Hal inilah yang pastinya membuat beberapa klub termasuk keempat klub besar di Negeri Pizza itu berpikir dua kali.
3. Nama Besar Klub Mulai Berkurang
Harus diakui, dalam beberapa musim terakhir, kompetisi sepakbola di Negeri Spaghetty ini telah didominasi sepenuhnya oleh Juventus.
Sementara para pesaingnya justru tampil compang-camping, bahkan boleh dikatakan mereka tampil kurang konsisten.
Internazionale, Napoli, dan AS Roma misalnya, ketiga klub ini pernah menempati posisi puncak klasemen sementara di musim 2015/16 lalu. Karena tidak konsisten, mereka justru terpeleset dan bergantian menyerahkabn singgasana Serie A.
Juve yang tertatih-tatih sejak awal musim ini justru secara perlahan tapi pasti dapat menyusul mereka ke posisi puncak, bahkan sukses menutup musim menjadi juara.
Sementara Milan yang juga sempat memberikan angina sejuk kepada para fansnya, juga harus berjuang untuk mendapatkan posisi terbaik, sempat mendekati posisi zona Liga Champions, mereka justru terpeleset jauh ke posisi di bawah 10 besar.
Barulah pada akhir musim, mereka mulai mengincar zona Eropa, sayangnya karena kurang konsisten membuat klub berjuluk Rossoneri ini harus puas mengakhiri musim di posisi ke-7.

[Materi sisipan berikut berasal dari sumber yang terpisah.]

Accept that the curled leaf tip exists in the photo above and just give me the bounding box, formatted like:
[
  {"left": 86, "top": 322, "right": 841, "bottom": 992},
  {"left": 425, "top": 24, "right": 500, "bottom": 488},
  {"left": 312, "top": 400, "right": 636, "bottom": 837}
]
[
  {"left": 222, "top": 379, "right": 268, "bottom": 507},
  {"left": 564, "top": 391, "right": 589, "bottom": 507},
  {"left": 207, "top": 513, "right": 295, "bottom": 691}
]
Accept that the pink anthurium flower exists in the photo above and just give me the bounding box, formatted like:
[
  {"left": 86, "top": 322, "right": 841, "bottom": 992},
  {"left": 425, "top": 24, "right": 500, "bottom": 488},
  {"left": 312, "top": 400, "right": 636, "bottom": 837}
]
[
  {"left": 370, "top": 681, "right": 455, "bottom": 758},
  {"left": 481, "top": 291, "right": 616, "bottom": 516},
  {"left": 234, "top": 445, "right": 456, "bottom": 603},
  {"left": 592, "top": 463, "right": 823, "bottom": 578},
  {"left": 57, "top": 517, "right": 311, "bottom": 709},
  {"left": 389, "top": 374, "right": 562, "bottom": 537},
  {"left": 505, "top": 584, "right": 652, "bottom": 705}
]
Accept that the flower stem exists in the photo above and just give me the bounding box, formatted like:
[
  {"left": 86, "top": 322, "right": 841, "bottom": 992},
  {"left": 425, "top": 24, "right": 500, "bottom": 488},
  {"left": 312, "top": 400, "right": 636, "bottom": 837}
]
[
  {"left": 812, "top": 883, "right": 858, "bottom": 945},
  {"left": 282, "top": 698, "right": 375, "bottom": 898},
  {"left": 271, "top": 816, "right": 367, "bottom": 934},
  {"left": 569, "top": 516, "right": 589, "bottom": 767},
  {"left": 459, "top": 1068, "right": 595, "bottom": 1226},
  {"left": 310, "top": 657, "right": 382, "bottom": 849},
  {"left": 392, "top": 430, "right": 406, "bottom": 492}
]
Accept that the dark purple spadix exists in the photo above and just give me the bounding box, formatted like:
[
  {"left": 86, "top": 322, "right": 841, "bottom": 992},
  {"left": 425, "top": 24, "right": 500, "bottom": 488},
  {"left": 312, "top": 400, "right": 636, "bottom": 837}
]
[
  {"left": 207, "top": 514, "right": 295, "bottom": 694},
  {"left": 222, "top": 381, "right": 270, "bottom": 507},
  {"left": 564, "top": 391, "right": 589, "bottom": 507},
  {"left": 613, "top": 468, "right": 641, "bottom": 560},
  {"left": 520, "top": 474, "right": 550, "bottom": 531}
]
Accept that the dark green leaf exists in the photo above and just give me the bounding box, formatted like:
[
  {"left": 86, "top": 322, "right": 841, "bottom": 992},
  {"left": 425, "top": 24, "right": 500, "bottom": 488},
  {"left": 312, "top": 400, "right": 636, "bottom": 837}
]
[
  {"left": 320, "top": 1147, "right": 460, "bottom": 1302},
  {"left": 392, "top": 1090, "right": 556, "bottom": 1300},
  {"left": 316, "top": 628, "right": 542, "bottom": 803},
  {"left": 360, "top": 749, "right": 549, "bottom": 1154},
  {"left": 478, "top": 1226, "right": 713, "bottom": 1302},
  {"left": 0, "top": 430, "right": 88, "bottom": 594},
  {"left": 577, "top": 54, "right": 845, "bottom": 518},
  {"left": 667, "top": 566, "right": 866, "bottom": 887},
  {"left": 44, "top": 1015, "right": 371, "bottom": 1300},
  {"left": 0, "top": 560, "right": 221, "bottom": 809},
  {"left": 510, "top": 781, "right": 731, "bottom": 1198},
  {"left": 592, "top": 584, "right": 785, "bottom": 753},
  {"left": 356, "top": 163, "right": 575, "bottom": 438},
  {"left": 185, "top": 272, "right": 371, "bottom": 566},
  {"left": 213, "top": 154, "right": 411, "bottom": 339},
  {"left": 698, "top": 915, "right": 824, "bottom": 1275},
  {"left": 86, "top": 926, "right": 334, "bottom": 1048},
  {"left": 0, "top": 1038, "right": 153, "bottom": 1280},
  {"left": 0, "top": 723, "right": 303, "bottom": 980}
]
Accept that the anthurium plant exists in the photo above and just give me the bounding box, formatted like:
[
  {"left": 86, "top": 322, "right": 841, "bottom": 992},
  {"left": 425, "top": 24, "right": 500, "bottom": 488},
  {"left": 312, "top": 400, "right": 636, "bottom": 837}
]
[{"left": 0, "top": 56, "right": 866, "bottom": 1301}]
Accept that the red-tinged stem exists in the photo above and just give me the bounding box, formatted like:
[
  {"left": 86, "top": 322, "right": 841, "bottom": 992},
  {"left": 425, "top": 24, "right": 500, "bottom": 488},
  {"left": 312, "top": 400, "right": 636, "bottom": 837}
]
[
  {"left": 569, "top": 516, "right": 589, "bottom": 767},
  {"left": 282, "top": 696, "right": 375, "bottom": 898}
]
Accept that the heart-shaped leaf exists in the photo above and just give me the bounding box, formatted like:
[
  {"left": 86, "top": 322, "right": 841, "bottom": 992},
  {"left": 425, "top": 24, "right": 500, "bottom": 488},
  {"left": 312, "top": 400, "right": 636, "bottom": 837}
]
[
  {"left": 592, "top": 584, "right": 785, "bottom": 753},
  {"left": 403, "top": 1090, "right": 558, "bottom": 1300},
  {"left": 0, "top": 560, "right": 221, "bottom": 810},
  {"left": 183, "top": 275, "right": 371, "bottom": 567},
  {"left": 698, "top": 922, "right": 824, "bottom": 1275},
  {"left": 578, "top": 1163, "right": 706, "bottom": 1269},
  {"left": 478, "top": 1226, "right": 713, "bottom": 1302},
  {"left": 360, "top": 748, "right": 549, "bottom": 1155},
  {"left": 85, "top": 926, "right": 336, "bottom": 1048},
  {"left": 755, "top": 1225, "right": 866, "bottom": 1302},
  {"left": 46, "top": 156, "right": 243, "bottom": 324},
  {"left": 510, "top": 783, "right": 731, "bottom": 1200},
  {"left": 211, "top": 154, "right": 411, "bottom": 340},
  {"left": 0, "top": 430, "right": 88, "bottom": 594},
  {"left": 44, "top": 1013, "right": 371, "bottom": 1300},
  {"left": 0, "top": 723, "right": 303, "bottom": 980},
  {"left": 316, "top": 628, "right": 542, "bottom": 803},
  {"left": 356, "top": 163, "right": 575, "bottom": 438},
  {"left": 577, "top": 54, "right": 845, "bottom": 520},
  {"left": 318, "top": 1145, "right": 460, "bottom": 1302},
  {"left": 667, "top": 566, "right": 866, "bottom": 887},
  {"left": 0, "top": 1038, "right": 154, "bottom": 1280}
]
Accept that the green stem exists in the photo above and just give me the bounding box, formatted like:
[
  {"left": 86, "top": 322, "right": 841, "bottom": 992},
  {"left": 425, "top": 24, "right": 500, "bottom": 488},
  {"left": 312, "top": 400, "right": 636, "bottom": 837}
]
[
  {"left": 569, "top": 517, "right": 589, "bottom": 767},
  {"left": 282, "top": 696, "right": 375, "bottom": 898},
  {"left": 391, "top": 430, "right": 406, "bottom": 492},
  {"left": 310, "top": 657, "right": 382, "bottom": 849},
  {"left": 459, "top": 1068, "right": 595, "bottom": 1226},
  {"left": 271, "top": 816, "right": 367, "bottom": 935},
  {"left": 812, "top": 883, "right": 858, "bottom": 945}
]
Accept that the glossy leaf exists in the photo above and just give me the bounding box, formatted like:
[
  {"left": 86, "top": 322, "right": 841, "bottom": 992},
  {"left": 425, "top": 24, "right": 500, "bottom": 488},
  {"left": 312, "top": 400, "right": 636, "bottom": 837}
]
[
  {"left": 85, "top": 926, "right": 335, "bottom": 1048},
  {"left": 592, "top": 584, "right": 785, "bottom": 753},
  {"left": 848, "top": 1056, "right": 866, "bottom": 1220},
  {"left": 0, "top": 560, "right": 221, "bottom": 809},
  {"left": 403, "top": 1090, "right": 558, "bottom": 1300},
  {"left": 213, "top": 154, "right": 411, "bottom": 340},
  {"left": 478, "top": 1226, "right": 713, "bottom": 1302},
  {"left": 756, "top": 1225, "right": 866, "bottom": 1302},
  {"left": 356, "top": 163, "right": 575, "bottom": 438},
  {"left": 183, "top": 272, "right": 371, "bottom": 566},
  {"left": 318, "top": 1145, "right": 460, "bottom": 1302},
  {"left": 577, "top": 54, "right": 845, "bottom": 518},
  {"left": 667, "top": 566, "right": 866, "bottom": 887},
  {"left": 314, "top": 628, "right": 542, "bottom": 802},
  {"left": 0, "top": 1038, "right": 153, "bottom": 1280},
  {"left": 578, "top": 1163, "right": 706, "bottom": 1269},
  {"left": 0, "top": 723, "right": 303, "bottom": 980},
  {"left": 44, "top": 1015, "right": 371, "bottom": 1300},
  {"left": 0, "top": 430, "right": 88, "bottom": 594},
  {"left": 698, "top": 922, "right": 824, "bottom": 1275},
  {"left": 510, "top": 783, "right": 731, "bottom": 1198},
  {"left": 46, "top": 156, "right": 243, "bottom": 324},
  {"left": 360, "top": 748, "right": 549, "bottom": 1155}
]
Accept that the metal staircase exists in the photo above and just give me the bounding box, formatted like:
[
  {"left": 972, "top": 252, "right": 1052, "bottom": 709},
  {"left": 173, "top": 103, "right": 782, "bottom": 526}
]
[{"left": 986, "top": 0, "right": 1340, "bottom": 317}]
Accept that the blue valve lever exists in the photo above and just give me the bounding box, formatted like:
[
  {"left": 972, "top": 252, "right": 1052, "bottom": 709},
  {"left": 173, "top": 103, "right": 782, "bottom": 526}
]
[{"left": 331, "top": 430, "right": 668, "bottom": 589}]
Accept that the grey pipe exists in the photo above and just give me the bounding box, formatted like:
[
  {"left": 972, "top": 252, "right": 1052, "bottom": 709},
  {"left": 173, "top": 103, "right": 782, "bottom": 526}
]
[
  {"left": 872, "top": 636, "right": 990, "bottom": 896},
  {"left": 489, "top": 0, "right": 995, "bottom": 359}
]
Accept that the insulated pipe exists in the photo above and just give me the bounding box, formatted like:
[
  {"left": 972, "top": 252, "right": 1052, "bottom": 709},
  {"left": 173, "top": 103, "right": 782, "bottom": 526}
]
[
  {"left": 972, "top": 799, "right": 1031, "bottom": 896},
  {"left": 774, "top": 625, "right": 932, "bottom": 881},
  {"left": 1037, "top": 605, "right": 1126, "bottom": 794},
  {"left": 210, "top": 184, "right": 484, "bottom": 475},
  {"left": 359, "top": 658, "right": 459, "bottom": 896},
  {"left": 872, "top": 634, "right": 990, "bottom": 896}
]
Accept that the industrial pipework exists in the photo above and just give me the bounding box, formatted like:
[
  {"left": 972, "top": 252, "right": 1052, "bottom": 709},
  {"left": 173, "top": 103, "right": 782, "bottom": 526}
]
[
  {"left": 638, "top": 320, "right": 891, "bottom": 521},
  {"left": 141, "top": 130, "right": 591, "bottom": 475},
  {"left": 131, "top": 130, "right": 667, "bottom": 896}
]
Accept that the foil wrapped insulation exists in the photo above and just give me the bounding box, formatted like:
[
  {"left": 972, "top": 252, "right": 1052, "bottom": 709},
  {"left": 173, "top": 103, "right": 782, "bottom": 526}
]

Tidak heran, nama besar klub mereka pun mulai berkurang sehingga beberapa pemain elit yang namanya hangat dibicarakan di jendela transfer banyak yang merundingkan, bahkan bukan tidak mungkin mereka langsung memberikan penolakkan untuk keempat klub tersebut.
4. Tawaran Gaji dari Klub Lain Lebih Menarik
Selain banyaknya klub elit Eropa lain yang berani mendatangkan pemain incaran di jendela transfer, mereka juga tidak segan-segan menawarkan gaji tinggi demi menarik minat pemain tersebut.
Situasi inilah yang juga membuat klub besar di Serie A ini kembali harus menggigit jari karena harus mengalah dalam mendatangkan sang pemain.
Bahkan, bukan tidak mungkin jika gaji pemain itu bahkan bisa setara atau melebihi lebih dari satu pemain dalam satu skuat mereka.
5. Banyak Pemain Ingin Bermain di Liga Champions
Kurang konsistennya keempat klub yang telah disebutkan di liga domestik tentu membuat mereka juga minim kesempatan tampil di Liga Champions, kompetisi yang selalu diidam-idamkan oleh pesepakbola manapun.
Di Serie A Italia kini hanya menempatkan dua klub yang dipastikan lolos ke Liga Champions, satu tempat lagi bisa diraih andai klub tersebut berhasil lolos dari babak kualifikasi.
Pastinya menjadi alasan kuat juga beberapa pemain incaran terlebih yang namanya sedang melambung menolak untuk bergabung dengan mereka yang tidak bermain di Liga Champions.